When a scoped API key with a filter condition is used along with a search query that has its own filter, Typesense combines them in this format:
(request_filter) && (scoped_api_key_filter)
Notice specifically the parentheses and the &&-ing of the filters with spaces.
For example:
- If your scoped API key has this condition embedded:
{"filter_by":"country: AU"} - And your search request includes:
filter_by=title:hold - The final filter string becomes:
(title:hold) && (country: AU)
The rule.filter_by field in your override definition should exactly be the string in #3 above for the curation rule to be triggered for the given filter and Scoped API key.

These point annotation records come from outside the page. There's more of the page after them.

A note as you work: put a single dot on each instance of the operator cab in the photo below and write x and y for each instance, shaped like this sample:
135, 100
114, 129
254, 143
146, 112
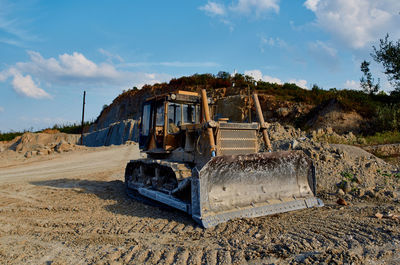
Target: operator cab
163, 119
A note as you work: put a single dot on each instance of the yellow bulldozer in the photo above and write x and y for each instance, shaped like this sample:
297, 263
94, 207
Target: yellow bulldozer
213, 170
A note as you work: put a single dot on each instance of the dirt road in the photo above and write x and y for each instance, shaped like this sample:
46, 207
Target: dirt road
71, 209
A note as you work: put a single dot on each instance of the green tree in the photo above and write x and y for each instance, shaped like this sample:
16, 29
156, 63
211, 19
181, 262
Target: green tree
388, 54
366, 81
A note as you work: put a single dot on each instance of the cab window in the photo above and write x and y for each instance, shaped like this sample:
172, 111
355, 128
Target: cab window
174, 117
146, 119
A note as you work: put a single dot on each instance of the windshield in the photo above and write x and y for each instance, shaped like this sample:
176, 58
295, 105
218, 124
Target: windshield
146, 120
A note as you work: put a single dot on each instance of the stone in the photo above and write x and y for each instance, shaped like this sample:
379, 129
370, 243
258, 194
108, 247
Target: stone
341, 201
346, 187
294, 144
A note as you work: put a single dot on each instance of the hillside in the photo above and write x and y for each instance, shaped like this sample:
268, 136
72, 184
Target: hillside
342, 110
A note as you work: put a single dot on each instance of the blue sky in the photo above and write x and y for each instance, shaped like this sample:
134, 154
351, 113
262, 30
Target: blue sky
50, 51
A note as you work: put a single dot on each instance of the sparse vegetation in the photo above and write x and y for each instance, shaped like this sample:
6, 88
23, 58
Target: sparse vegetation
8, 136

# Retrieve a curation set item
Retrieving a curation set item associated with a given collection.
# Definition
GET ${TYPESENSE_HOST}/curation_sets/:name/items/:id
# List all curation set items
Listing all curation set items associated with a given curation_set.
# Definition
GET ${TYPESENSE_HOST}/curation_sets/:name/items
# Delete a curation set item
Deleting a curation set item associated with a given collection.
# Definition
DELETE ${TYPESENSE_HOST}/curation_sets/:name/items/:id
# Migration from old overrides API
Automatic Migration
All existing override rules from previous versions have been automatically migrated to the new curation sets format. Each collection's override rules are now stored in a curation set with the same name as the collection, postfixed by *_curations_index (e.g. products_curations_index).
# Key differences
API Endpoints:
- Old:
/collections/{collection}/overrides/* - New:
/curation_sets/*
- Old:
Data Structure:
- Old: Direct override objects
- New: Curation sets containing arrays of curation items
Collection Association:
- Old: Overrides were directly associated with collections
- New: Curation sets are linked to collections via the
curation_setsfield
Search Usage:
- Old: Overrides were automatically applied based on collection association
- New: Curation sets can be dynamically specified in search parameters in addition to collection-linked sets
# Example of migrated data
Before (v29 and earlier):
{
"id": "customize-apple",
"excludes": [
{
"id": "287"
}
],
"includes": [
{
"id": "422",
"position": 1
},
{
"id": "54",
"position": 2
}
],
"rule": {
"match": "exact",
"query": "apple"
}
}
After (v30):
{
"name": "curated_products",
"items": [
{
"id": "customize-apple",
"excludes": [
{
"id": "287"
}
],
"includes": [
{
"id": "422",
"position": 1
},
{
"id": "54",
"position": 2
},
],
"rule": {
"match": "exact",
"query": "apple"
}
}
]
}
The new API provides better organization, reusability across collections, and more flexible search-time curation application.